The LC-MS/MS spectra obtained with the bead beating protocol were searched against four different databases to identify the database that results in the highest number of reliably identified protein groups (Fig. S2): (I) the non-redundant NCBI database (NCBInr), (II) a database with Uniprot sequences from abundant bacteria and diatoms identified by Teeling et al. (2012) (PABD), (III) the database used by Teeling et al. (2012) containing proteins based on translated metagenomes of FL bacteria (0.2 μm pore-sized filters from different sampling time points) of the spring bloom 2009 (MIMAS) and (IV) a database based on the metagenomes of the 0.2 and 3 μm pore-sized filters from samples of the 14th of April 2009 (0.2 + 3 μm 2009).
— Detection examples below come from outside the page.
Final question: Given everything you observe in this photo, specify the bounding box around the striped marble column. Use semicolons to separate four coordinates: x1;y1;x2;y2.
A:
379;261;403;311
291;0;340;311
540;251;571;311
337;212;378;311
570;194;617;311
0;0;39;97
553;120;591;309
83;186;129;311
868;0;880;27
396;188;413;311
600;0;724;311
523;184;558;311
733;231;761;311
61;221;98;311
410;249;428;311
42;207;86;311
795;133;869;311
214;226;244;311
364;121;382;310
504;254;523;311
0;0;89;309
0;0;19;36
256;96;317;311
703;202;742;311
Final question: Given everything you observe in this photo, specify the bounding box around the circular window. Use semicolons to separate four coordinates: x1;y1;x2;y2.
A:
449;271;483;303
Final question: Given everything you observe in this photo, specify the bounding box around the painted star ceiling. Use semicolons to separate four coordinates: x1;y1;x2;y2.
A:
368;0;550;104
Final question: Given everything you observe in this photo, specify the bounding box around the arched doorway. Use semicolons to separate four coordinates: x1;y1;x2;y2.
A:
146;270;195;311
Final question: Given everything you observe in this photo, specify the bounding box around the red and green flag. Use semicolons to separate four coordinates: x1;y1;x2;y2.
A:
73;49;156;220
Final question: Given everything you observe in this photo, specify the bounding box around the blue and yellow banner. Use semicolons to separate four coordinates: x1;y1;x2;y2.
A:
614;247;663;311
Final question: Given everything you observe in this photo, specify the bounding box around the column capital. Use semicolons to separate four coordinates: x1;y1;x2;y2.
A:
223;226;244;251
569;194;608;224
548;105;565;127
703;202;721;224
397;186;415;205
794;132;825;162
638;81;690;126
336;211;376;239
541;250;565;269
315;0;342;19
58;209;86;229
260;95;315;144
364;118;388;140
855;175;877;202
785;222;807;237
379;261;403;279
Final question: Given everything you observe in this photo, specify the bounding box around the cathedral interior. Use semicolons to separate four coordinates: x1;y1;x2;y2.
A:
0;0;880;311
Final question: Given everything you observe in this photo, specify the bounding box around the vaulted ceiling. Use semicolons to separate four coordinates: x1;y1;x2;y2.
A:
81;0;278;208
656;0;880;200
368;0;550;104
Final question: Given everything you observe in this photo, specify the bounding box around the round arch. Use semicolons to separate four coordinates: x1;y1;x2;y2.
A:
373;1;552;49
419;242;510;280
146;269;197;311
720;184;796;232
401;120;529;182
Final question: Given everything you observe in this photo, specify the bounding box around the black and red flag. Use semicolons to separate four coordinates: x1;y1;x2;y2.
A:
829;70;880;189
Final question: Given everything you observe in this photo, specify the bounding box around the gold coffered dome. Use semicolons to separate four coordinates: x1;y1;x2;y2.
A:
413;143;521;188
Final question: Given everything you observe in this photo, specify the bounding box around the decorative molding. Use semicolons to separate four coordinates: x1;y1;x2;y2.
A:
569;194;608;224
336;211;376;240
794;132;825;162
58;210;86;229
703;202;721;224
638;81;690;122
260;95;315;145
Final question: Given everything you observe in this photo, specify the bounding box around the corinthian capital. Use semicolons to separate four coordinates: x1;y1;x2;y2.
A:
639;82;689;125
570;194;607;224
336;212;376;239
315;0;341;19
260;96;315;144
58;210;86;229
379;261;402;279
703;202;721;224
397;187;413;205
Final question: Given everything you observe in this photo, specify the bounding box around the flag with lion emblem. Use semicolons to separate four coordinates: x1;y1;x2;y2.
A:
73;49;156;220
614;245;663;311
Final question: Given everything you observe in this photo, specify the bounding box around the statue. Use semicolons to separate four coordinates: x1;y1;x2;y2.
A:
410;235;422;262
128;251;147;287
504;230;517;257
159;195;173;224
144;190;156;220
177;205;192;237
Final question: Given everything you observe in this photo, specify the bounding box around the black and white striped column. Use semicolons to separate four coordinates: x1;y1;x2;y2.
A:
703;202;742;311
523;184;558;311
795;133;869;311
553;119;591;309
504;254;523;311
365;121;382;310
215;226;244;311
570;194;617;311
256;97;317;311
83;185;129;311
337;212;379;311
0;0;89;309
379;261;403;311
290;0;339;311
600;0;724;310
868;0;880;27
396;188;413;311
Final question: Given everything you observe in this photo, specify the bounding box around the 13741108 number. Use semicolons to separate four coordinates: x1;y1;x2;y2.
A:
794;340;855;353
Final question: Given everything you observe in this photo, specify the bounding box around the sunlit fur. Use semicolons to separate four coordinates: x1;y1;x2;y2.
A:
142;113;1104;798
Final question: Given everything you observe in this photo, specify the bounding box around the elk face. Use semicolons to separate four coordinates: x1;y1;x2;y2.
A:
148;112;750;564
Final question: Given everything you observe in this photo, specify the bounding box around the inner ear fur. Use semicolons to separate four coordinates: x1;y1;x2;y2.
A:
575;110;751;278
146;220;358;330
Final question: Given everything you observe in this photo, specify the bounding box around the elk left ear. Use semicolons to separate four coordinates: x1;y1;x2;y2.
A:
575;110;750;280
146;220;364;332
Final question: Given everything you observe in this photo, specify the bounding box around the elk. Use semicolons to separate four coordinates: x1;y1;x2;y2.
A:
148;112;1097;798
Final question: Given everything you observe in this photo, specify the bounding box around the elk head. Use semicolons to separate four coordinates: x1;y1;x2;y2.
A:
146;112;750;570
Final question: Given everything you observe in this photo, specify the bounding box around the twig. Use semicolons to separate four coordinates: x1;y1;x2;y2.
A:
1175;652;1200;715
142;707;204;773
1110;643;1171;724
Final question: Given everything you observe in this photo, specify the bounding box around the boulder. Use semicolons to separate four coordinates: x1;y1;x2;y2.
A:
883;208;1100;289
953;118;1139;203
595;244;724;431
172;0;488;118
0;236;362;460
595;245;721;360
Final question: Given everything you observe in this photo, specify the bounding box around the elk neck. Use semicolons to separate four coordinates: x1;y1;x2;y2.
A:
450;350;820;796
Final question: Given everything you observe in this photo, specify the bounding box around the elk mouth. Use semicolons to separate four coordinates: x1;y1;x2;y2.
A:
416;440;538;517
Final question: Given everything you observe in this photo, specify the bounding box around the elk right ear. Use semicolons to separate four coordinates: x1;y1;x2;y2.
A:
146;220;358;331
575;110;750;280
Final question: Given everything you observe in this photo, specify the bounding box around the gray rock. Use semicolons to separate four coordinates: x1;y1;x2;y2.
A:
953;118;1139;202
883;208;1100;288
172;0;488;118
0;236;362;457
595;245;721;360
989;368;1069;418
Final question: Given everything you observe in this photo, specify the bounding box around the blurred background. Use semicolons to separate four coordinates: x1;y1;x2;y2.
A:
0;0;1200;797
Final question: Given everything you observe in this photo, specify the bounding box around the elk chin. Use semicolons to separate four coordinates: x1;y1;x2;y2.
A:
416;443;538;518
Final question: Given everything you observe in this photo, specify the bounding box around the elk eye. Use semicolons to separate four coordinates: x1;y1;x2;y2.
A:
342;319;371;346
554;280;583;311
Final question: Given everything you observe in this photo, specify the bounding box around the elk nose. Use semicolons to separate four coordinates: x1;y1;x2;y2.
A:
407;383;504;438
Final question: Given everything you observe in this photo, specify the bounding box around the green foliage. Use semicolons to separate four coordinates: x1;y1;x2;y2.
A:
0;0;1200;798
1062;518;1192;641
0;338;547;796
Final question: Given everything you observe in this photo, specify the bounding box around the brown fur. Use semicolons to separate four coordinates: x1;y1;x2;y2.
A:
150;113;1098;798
Best results were obtained with the 0.2 + 3 μm 2009 database (Fig. S2), which is not surprising as the resolving power of metaproteome analyses relies heavily upon the database used for protein identification (e.g. Schneider and Riedel, 2010; Teeling et al., 2012). It is, moreover, well accepted that metaproteomic data are most informative in combination with complementary omics approaches, i.e. genomics and transcriptomics (e.g. Banfield et al., 2005; Ram et al., 2005).
Based on our results, we finally decided to use the bead beating-based protocol for protein extraction since this method resulted in more reproducible protein yields compared to the SDS-acetone extraction protocol (Fig. 1B). Furthermore, this method was less time-intensive compared to the SDS-acetone approach and resulted in the identification of the highest number of unique protein groups, most probably due to the effective disintegration of the particulate matrix by EDTA added to the extraction buffer (Passow, 2002). In summary, the optimized metaproteomic pipeline for marine particles (Fig. 2) comprises protein extraction by bead beating, protein fractionation by 1D SDS-PAGE (20 fractions), followed by in-gel tryptic digestion, LC-MS/MS and database search against the matching metagenome database (0.2 + 3 μm 2009).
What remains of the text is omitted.